I malware per il mining di criptovalute continuano a fare danni
Check Point Software ha riconfermato anche per il mese di gennaio una presenza massiccia dei malware per il mining di criptovalute. Secondo i dati del Global Threat Impact Index il 23% delle aziende monitorate è stato colpito dalla variante di Coinhive a livello mondiale.
Anche in Italia Conhive si è posizionato al primo posto nella classifica dei malware più diffusi, seguito da Fireball, malware che prende il controllo dei browser trasformandoli in “zombie”, e da Nivdort, una famiglia di trojan che colpisce la piattaforma Windows. Nonostante questi dati, l’Italia si è comportata bene, scivolando di oltre 35 posizioni nella classifica dei paesi più attaccati e fermandosi alla posizione 114 (a dicembre 2017 occupava invece la posizione numero 75).
All’interno della classifica dei top 10 malware più diffusi, i ricercatori di Check Point hanno scoperto tre diverse varianti di malware per il cryptomining riconfermando al primo posto Coinhive, che ha coinvolto un’organizzazione su cinque. Si tratta di uno script di mining che utilizza la CPU degli utenti che visitano determinati siti web per minare la criptovaluta Monero. Il JavaScript presente al suo interno sfrutta le risorse computazionali delle macchine dell’utente finale per estrarre le monete, incidendo quindi sulle prestazioni del sistema.

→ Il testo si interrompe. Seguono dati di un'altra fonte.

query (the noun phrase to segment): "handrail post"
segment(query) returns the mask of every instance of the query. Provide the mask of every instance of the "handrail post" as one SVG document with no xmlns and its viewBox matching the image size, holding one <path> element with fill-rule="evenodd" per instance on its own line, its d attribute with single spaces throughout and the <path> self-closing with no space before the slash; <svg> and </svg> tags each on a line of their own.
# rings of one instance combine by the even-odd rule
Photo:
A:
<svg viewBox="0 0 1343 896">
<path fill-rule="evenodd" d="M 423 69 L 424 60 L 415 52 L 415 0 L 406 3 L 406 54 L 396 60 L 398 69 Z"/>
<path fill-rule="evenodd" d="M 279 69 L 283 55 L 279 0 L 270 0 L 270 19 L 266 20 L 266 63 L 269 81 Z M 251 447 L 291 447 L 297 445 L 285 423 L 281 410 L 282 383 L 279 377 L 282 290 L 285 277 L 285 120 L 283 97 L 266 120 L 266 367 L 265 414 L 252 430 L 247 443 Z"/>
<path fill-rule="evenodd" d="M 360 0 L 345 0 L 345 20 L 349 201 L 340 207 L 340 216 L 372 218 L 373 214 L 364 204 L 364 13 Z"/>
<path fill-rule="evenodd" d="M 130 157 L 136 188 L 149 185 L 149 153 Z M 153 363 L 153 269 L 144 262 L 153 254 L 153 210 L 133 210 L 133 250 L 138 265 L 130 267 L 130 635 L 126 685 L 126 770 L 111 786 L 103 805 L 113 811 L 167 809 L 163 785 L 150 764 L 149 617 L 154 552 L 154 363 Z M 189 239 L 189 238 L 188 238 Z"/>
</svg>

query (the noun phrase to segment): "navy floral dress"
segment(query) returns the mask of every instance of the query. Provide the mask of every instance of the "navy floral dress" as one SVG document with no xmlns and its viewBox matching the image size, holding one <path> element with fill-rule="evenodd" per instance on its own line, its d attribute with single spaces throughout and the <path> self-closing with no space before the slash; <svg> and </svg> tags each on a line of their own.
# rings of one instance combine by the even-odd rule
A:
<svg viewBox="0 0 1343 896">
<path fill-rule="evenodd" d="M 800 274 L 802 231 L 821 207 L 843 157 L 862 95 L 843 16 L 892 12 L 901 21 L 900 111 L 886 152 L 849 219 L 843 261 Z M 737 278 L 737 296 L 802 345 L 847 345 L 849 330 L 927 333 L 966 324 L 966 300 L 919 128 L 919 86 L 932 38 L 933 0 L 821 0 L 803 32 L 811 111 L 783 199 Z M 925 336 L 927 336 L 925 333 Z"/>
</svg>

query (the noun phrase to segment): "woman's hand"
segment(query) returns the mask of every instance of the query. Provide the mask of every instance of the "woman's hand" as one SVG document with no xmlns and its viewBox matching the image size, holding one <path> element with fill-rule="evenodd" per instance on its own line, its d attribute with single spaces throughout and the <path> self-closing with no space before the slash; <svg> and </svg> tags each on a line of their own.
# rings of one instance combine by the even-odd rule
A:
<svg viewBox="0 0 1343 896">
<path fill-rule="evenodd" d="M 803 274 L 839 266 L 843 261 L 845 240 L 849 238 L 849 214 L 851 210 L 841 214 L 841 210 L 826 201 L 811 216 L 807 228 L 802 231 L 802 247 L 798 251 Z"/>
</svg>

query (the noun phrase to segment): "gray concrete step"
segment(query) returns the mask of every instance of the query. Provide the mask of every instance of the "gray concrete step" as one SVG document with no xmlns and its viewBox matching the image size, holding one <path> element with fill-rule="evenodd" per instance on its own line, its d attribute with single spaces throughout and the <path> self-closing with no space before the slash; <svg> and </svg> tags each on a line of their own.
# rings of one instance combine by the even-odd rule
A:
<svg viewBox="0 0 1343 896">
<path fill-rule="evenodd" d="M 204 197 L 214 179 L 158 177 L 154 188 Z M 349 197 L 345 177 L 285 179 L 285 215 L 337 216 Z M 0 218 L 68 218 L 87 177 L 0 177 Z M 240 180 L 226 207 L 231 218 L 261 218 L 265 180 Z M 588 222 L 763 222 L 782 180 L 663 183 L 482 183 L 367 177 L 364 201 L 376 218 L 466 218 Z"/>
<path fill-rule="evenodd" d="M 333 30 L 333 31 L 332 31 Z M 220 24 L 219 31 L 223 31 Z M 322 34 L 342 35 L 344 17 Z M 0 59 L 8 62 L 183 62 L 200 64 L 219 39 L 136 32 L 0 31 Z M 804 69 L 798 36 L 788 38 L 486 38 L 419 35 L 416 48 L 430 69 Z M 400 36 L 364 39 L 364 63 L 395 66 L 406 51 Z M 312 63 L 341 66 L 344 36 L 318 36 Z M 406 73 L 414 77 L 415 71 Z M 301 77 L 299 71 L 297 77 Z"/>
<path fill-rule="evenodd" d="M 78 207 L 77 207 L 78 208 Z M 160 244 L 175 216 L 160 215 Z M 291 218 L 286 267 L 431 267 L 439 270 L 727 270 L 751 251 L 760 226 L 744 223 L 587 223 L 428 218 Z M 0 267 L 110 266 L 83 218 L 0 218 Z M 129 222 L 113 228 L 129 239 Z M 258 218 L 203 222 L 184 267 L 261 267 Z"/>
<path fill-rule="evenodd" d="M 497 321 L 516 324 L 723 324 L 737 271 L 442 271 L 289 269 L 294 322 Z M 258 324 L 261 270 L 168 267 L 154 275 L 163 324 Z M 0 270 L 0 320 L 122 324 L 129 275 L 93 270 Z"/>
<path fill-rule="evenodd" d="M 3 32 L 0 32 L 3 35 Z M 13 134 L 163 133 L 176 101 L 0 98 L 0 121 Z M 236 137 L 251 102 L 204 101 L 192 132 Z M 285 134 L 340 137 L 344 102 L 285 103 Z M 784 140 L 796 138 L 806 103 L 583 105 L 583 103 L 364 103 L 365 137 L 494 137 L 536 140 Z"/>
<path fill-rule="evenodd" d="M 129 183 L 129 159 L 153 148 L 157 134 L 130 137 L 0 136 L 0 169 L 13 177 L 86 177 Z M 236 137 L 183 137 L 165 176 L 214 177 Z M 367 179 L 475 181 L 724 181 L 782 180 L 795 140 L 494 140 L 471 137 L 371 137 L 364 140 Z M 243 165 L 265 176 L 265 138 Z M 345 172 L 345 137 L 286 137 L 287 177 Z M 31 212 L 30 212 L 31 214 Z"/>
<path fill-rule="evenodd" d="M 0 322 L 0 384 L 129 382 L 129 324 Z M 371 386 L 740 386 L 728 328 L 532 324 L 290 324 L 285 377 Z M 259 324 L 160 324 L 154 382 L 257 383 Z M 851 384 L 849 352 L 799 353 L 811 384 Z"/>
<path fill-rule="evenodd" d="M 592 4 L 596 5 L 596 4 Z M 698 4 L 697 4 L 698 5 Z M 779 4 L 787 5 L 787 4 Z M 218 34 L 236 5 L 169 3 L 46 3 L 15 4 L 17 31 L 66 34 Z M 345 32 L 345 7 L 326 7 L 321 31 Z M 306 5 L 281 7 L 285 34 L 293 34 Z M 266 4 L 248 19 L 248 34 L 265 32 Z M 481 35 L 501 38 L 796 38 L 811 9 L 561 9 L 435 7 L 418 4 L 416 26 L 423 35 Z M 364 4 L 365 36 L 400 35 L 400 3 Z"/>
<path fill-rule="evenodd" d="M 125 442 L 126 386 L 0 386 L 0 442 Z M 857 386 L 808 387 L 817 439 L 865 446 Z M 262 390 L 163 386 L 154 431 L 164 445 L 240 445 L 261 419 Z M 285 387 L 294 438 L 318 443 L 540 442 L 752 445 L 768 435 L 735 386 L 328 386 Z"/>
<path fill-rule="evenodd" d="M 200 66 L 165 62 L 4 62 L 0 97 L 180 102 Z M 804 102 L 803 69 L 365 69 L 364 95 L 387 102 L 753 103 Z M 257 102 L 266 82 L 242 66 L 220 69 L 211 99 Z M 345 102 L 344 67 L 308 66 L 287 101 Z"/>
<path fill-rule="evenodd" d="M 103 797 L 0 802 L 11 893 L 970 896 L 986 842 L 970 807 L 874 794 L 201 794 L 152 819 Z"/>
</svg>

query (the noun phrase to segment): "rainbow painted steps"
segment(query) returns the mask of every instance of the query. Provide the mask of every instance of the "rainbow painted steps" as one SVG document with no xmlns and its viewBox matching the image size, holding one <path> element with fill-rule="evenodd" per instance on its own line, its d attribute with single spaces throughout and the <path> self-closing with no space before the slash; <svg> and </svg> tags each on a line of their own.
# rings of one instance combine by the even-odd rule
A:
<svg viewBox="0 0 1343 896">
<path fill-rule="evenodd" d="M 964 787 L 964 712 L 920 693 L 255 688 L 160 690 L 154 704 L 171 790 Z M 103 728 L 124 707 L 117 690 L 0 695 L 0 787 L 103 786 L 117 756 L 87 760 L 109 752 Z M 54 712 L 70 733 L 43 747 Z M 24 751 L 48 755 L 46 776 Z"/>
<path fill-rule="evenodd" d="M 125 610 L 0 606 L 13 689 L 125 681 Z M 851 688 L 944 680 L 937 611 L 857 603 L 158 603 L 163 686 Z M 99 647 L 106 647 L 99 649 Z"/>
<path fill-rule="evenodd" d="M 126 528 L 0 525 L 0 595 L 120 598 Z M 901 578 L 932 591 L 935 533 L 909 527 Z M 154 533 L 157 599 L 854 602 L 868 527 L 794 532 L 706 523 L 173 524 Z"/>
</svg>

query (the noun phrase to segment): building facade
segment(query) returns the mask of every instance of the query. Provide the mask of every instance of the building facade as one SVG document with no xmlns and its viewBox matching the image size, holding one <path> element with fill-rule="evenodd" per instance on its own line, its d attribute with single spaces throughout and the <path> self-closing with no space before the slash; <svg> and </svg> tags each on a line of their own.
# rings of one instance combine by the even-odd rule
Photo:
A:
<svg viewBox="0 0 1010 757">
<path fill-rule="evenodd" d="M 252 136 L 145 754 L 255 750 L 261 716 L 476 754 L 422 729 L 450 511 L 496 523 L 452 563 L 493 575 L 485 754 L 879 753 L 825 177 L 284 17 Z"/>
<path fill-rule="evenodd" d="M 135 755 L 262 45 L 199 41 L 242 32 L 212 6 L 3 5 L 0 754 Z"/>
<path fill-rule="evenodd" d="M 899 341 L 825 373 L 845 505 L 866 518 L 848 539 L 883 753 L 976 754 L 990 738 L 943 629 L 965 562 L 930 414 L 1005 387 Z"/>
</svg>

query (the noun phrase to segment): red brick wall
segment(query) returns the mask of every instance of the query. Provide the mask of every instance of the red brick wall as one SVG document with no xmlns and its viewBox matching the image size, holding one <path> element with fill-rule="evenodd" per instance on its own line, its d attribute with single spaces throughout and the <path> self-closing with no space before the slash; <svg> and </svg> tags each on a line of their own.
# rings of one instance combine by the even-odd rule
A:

“Negli ultimi tre mesi i malware per il cryptomining sono diventati una minaccia crescente per le organizzazioni, poiché i criminali hanno scoperto che si tratta di una fonte incredibile di guadagno” ha dichiarato Maya Horowitz, Threat Intelligence Group Manager di Check Point. “È davvero complicato prevenirli, poiché spesso sono celati nei siti web, permettendo così agli hacker di servirsi di vittime innocenti per sfruttare la potenza delle CPU che molte aziende hanno a disposizione. Per questo motivo, è fondamentale che le organizzazioni si dotino di soluzioni in grado di prevenire questi attacchi informatici per così dire segreti”.
I tre malware per dispositivi mobili più diffusi a gennaio 2018 sono stati invece Lokibot, trojan bancario che colpisce i sistemi Android e che può trasformarsi in un ransomware, Triada, malware modulare per Android che sferra l’attacco tramite una backdoor che concede privilegi amministrativi a malware scaricati, e Hiddad, malware Android che riconfeziona app legali e poi le consegna a un negozio di terze parti.